GeDIK staat voor gebiedsgericht, doelgroepgericht, integraal en klein. Bedoeling is om op een integrale en kleinschalige manier een bijdrage te leveren aan het bestrijden van armoede.

Gebiedsgericht en doelgroepgericht

Binnen de GeDIK-aanpak wordt telkens gedurende een bepaalde periode gefocust op drie doelgroepen in drie specifieke gebieden. De verschillende kenmerken van de doelgroepen vragen om verschillende werkwijzen. Maatwerk is daarom van groot belang.

Integraal

De aanpak richt zich op meerdere leefgebieden van de deelnemers en er wordt nauw samengewerkt met andere organisaties. Formele en informele organisaties en stedelijke en lokale programma’s van het stadsdeel spelen hierin een rol. Een goede samenwerking tussen de overheid en hulp- en dienstverlenende organisaties is onmisbaar voor de effectiviteit van de aanpak.

Klein

Doordat de groepen bewust klein worden gehouden kunnen de medewerkers -de ketenregisseurs- de hulpverlening flexibel houden. De aanpak gaat verder met wat werkt, maar stopt ook snel met wat niet werkt.

(6)

5

2. Project voor klanten van de voedselbank

Vanuit het overleg met de gebiedsteams wordt bepaald welke kwetsbare groepen extra aandacht nodig hebben. Op basis van dit overleg en van signalen die GeDik zelf heeft opgevangen, is de doelgroep

‘klanten van de voedselbank’ geselecteerd voor de GeDik-aanpak. Het project is gestart in oktober 2018.

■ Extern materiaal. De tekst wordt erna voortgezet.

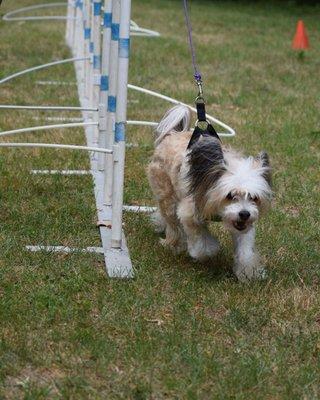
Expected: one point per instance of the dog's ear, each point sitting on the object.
(264, 161)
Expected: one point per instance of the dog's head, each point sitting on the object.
(225, 184)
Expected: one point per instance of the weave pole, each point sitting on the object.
(112, 99)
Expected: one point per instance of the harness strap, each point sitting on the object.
(200, 103)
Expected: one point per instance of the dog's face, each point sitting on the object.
(242, 192)
(240, 210)
(226, 184)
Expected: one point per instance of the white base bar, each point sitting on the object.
(59, 172)
(60, 119)
(142, 209)
(65, 249)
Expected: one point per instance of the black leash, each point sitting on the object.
(202, 127)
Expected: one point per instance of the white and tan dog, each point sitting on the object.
(194, 185)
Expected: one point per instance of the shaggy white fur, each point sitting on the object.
(192, 186)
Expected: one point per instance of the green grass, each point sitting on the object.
(179, 330)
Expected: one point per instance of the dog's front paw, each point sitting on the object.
(203, 248)
(249, 269)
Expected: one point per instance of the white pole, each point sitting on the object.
(121, 117)
(87, 37)
(104, 83)
(96, 32)
(69, 22)
(112, 98)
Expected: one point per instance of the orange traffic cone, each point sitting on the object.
(300, 40)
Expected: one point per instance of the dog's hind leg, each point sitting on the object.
(201, 245)
(174, 234)
(165, 219)
(158, 221)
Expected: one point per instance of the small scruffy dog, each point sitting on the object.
(194, 185)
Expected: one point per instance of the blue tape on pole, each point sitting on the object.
(115, 28)
(96, 8)
(112, 103)
(107, 20)
(96, 62)
(87, 33)
(124, 48)
(120, 132)
(104, 84)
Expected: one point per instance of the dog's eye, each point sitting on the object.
(254, 198)
(230, 196)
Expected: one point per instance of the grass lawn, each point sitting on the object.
(179, 330)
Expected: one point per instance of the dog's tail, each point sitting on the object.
(176, 120)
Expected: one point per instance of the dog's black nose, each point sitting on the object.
(244, 215)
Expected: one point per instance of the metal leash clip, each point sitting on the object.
(201, 122)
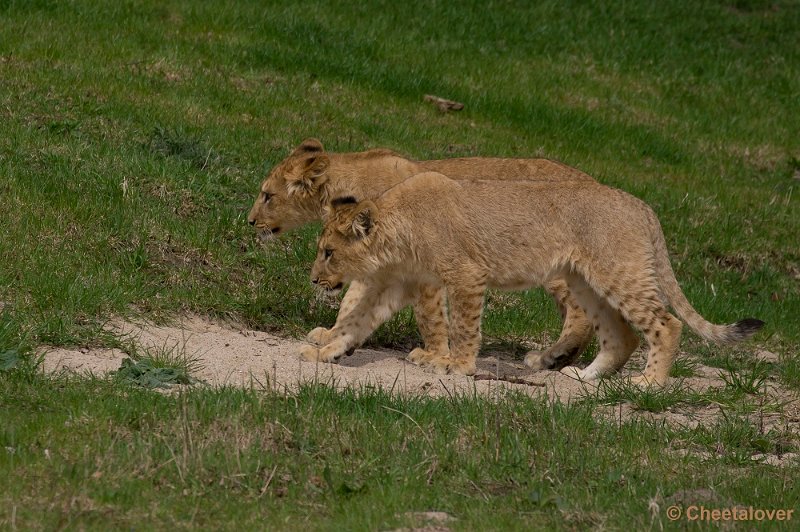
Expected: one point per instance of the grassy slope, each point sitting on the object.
(133, 136)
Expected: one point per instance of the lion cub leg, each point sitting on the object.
(576, 332)
(617, 340)
(431, 316)
(466, 307)
(662, 331)
(321, 335)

2.1 Aanleiding voor het project

Volgens cijfers van de voedselbank ontvingen in 2018 in Zuidoost 289 huishoudens een voedselpakket.

Omgerekend gaat het om 829 bewoners waarvan 346 kinderen. Klanten van de voedselbank zijn de allerarmsten van de GeDIK-aanpak en vaak leven ze al jaren in armoede. Zij hebben niet alleen een minimuminkomen maar ook schulden. Het ontvangen van een voedselpakket is bedoeld als een tijdelijke noodoplossing voor de duur van maximaal 3 jaar. Een deel van de klanten ontvangt echter al meer dan drie jaar een pakket, doordat het hen niet is gelukt om hulp te vinden voor hun (financiële) problemen. Dat vinden zowel het stadsdeel als de voedselbank niet wenselijk en ze streven er daarom naar het aantal mensen dat (te) lang gebruik maakt van de voedselbank te verlagen.

2.2 Doelgroep

Het project is erop ingericht dat 40 klanten van de voedselbank meedoen met de GeDIK-aanpak.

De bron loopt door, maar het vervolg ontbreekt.